Prunkstück des Vereins ist eine Plattform, mit der Fans seit der Saison 2016/17 die Geschicke der 1. Mannschaft online und für den Verein bindend steuern können – von der Aufstellung, über den Trainer bis zum Bierpreis. „In Zeiten, in denen man sich nicht persönlich gegenüberstehen kann, kann man so in Kontakt bleiben“, sagt der sportliche Leiter Peter Schäfer.
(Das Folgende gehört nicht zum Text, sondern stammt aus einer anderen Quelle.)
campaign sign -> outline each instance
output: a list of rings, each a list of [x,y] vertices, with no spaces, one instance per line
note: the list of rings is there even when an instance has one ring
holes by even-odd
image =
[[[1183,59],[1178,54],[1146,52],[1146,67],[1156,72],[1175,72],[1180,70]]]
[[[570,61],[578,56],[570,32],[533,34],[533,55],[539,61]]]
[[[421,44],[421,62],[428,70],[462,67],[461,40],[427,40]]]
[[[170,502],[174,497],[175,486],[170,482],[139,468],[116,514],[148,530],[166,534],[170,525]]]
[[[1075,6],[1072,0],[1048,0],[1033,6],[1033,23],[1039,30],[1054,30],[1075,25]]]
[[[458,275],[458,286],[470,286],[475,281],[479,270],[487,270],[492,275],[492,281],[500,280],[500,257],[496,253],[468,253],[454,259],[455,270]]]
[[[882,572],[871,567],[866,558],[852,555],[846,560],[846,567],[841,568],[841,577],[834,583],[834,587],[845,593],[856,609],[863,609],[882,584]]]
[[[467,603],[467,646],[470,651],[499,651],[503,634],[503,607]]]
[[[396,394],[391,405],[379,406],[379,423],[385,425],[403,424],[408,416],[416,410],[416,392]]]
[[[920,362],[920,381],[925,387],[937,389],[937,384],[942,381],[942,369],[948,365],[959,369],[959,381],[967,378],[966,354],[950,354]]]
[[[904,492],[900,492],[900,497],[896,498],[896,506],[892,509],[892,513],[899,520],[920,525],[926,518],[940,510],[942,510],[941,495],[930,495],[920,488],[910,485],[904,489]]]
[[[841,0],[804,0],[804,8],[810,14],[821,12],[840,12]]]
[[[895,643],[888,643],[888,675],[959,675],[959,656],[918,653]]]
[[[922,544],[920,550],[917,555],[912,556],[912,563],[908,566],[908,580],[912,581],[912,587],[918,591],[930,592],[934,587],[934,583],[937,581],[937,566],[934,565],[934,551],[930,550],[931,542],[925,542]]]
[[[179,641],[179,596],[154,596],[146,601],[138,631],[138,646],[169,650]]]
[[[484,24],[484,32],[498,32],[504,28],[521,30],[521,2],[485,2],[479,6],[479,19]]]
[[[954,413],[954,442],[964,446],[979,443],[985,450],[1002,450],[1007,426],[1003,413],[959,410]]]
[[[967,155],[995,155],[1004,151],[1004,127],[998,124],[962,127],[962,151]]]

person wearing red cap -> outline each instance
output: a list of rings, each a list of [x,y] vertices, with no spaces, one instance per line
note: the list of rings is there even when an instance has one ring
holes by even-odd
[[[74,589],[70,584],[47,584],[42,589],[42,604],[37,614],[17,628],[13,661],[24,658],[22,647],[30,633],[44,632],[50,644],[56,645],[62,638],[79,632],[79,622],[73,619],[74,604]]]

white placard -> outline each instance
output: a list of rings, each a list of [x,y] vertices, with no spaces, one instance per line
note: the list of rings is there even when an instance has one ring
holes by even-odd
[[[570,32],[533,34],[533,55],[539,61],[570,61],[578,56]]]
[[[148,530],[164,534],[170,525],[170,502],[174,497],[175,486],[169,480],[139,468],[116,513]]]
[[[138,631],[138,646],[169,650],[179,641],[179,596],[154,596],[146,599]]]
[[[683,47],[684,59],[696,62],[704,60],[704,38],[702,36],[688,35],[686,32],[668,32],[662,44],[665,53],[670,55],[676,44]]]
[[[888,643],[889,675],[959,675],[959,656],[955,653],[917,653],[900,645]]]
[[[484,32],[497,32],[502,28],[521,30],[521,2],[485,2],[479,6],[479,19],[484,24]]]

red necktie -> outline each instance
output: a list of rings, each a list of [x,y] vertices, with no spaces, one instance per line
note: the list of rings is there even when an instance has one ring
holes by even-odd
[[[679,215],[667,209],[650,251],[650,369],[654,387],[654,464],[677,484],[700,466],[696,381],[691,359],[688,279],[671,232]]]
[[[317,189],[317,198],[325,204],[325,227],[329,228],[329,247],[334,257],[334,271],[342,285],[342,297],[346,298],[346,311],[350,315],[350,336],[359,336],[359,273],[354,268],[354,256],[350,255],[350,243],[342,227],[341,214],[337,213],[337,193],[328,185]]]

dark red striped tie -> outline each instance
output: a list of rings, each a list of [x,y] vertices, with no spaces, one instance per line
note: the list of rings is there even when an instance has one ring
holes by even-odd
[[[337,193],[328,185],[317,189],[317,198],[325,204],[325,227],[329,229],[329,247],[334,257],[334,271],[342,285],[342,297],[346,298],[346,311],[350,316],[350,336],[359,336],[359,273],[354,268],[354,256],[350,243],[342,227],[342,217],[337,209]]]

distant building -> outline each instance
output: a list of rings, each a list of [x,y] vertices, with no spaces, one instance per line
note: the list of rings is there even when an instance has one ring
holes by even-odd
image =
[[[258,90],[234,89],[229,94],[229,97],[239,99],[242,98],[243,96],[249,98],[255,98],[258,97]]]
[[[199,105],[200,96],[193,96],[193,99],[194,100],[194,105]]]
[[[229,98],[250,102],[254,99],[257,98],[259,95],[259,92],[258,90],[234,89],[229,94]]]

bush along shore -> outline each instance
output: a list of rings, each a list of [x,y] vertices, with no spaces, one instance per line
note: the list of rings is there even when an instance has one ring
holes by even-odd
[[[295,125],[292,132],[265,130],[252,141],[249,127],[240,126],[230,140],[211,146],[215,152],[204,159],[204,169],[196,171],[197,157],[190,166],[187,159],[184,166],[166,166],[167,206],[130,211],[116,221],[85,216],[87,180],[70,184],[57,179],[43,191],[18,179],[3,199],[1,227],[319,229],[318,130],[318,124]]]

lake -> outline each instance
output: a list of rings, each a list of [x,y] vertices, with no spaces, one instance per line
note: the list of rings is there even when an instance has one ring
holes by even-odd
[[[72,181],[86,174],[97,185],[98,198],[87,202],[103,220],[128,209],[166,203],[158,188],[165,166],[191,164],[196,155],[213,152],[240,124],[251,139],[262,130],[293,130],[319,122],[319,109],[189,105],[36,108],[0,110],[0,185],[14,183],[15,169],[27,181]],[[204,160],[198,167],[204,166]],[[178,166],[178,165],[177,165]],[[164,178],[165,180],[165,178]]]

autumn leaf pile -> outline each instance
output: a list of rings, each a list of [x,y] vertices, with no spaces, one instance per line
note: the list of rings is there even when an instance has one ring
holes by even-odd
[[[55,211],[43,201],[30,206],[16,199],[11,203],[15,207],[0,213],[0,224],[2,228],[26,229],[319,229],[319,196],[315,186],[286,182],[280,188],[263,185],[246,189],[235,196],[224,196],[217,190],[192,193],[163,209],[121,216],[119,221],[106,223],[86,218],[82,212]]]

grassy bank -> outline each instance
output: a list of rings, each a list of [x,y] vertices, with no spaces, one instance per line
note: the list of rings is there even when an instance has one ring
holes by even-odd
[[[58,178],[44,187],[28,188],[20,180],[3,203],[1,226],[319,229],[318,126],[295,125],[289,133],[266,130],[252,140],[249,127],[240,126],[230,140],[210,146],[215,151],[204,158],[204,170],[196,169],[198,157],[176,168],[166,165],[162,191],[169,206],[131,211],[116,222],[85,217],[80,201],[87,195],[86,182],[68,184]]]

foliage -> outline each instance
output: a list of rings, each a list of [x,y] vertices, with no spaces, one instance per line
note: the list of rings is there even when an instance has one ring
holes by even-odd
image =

Obwohl der Trend seit dem Ausbruch des Coronavirus bereits dahin geht, zum Beispiel mit einer virtuellen Mitgliederversammlung häufiger als vorher mobil oder digital zu arbeiten, gibt es noch Nachholbedarf: In NRW bieten laut einer Erhebung vom Haus des Stiftens zum Beispiel nur 16 Prozent der Organisationen digitale Angebote für Kunden an – einen virtuellen Besuch im Museum oder ein Livestream aus dem Theater. „Der Nachholbedarf beim Zugang zu technischen Lösungen ist immens groß“, sagt Frede. „Doch viele Organisationen investieren nicht, weil sie keine Eigenmittel haben.“

Deshalb fordert Frede, dass gemeinnützige Organisationen beim digitalen Ausbau Unterstützung von der Politik bekommen. „Die Zivilgesellschaft kümmert sich um viele soziale Themen, die der Staat selber nicht machen will“, sagt er. „Deshalb braucht auch sie Zugang zu digitalen Fördermaßnahmen.“ Die Situation durch das Coronavirus eröffne die Chance auf nachhaltigen digitalen Wandel und der Non-Profit-Sektor brauche einen Digitalisierungsschub. Die Politik müsse diesen wichtigen Sektor jetzt unterstützen, durch Digitalisierungsmaßnahmen mehr soziale Wirkung zu entfalten.